Twitter has released a massive dump of 9.6 million tweets it claims were posted by foreign trolls with the aim of influencing various hot-button Western issues, including the controversial Canadian pipeline projects and Toronto's immigration policy.
The massive archive includes several gigabytes of plain tweet data and hundreds of gigabytes of media data. Canada's CBC conducted an analysis and released their findings in a recent report.
According to the report, it was foreign trolls who boosted the highly controversial and unpopular issues, including the pipeline projects and migration policy. Needless to say, the trolls originate from the Western World's new Axis of Evil, which in addition to traditional members (Russia and Iran, although Twitter did not go as far as to link the accounts to the Iranian government) now includes Venezuela — to keep up with the latest occurrences, apparently.

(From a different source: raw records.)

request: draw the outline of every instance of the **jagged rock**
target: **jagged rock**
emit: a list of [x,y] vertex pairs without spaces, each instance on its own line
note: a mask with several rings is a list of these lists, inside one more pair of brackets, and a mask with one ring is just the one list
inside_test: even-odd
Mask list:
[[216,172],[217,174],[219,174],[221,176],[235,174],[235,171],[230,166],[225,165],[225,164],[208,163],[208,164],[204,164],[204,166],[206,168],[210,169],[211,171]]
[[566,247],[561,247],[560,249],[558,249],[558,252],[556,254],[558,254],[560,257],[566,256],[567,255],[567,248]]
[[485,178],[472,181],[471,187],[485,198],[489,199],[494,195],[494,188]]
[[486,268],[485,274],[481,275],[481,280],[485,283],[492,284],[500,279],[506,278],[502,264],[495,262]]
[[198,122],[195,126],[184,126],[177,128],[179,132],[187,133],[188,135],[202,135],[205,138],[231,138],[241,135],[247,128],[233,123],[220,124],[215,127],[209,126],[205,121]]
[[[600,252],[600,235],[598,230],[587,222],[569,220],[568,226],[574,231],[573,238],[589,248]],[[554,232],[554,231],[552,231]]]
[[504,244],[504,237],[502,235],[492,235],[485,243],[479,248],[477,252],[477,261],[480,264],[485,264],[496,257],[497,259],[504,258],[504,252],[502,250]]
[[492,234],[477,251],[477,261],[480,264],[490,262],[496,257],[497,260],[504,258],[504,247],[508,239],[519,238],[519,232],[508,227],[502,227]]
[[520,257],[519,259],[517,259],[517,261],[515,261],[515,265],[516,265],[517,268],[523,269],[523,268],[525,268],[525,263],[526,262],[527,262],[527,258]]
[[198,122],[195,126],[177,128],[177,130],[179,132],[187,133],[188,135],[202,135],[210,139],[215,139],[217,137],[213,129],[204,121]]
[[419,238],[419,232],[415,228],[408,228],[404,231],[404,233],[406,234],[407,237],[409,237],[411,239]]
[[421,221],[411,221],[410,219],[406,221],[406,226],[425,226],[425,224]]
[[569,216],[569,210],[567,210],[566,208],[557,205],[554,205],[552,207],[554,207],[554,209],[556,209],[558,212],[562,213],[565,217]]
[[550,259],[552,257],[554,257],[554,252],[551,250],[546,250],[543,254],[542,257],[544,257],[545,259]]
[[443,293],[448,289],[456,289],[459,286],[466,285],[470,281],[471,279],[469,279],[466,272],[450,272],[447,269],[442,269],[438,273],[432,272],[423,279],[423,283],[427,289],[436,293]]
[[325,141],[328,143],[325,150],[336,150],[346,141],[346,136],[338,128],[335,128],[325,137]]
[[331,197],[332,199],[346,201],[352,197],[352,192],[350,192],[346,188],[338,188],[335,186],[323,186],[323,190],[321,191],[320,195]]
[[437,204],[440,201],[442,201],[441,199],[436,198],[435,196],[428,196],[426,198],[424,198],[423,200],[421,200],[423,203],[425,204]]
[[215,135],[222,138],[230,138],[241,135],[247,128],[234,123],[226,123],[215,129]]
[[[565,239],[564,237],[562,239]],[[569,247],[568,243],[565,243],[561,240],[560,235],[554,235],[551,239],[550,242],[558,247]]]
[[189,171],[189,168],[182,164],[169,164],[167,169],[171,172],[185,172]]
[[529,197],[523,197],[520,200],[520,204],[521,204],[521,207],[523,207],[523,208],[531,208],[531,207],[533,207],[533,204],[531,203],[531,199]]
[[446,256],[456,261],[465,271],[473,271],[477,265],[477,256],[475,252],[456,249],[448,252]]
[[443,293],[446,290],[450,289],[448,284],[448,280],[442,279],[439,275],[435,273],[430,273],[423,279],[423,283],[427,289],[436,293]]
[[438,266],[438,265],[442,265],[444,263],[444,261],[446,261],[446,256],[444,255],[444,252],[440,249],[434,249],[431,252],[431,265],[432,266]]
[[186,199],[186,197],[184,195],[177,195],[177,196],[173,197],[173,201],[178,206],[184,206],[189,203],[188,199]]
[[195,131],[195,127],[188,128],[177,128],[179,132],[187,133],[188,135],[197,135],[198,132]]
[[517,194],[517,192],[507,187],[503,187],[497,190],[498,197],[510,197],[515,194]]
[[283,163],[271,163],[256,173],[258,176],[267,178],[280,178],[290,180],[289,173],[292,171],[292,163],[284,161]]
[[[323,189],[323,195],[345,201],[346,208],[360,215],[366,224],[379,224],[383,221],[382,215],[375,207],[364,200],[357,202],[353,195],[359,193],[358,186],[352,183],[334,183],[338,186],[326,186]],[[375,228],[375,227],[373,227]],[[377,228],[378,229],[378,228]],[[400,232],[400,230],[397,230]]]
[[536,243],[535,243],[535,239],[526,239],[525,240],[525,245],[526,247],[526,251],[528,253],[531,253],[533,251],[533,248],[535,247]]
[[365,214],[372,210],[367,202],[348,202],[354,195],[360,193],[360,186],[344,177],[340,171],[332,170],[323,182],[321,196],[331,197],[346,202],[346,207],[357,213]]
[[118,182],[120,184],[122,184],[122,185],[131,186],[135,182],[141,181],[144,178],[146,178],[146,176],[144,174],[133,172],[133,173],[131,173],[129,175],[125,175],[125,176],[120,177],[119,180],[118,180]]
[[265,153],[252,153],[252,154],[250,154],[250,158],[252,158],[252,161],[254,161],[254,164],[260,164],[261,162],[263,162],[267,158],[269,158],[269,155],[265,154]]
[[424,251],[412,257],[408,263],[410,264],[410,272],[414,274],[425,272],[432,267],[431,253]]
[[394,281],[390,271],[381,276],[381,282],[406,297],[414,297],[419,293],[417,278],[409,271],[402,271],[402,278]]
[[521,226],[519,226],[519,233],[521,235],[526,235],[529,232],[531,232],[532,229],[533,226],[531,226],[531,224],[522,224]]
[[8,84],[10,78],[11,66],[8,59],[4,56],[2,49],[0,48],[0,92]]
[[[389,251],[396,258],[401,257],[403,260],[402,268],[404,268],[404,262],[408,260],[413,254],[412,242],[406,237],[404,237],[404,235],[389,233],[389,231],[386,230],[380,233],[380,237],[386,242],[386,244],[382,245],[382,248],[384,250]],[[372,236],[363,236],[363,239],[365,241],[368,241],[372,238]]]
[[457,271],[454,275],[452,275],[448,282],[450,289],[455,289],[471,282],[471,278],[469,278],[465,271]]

Of 9.6 million tweets, some 21,600 reportedly "directly targeted Canadians," CBC writes.
"The trolls appeared well-versed in Canadian debates about pipelines, quoting and retweeting prominent figures," the report notes. If the allegations are to be believed, that would mean that somewhere in Russia or Venezuela, there are hundreds if not thousands of people on government payrolls capable of speaking English and French on par with Canadian nationals and with deep knowledge of Canadian reality. The idea of what these people could do if they were traditional, James Bond-like spies is terrifying.
According to the CBC analysis, the trolls actively retweeted the likes of Russia Today and Iran-based PressTV, Canadian energy campaigner and a vocal opponent of pipeline projects Mike Hudema and US President Donald Trump. Trump being the agent of the Kremlin grew old a long time ago — the real eye-opener is number one on CBC's most retweeted list.
It's CBC itself.
"Many of [the tweets targeted Canadians] with… tweets that highlighted divisions over Canada's policies on immigration and refugees," CBC writes. Apparently, to qualify as a Russian troll, one must simply engage in a debate on an important national issue.
The idea that engaging in a debate might get you marked as a foreign agent without substantial proof evokes Orwellian thoughts on freedom of expression, backed by language from Canadian officials.
"While social media and digital platforms create forums that allow Canadians to engage in a dialogue about important issues, they also have a record of being manipulated to spread disinformation, create confusion and exploit existing societal tensions," said Amy Butcher, a spokesperson for Minister of Democratic Institutions Karina Gould. "We expect [social media] companies to take concrete actions to combat manipulation."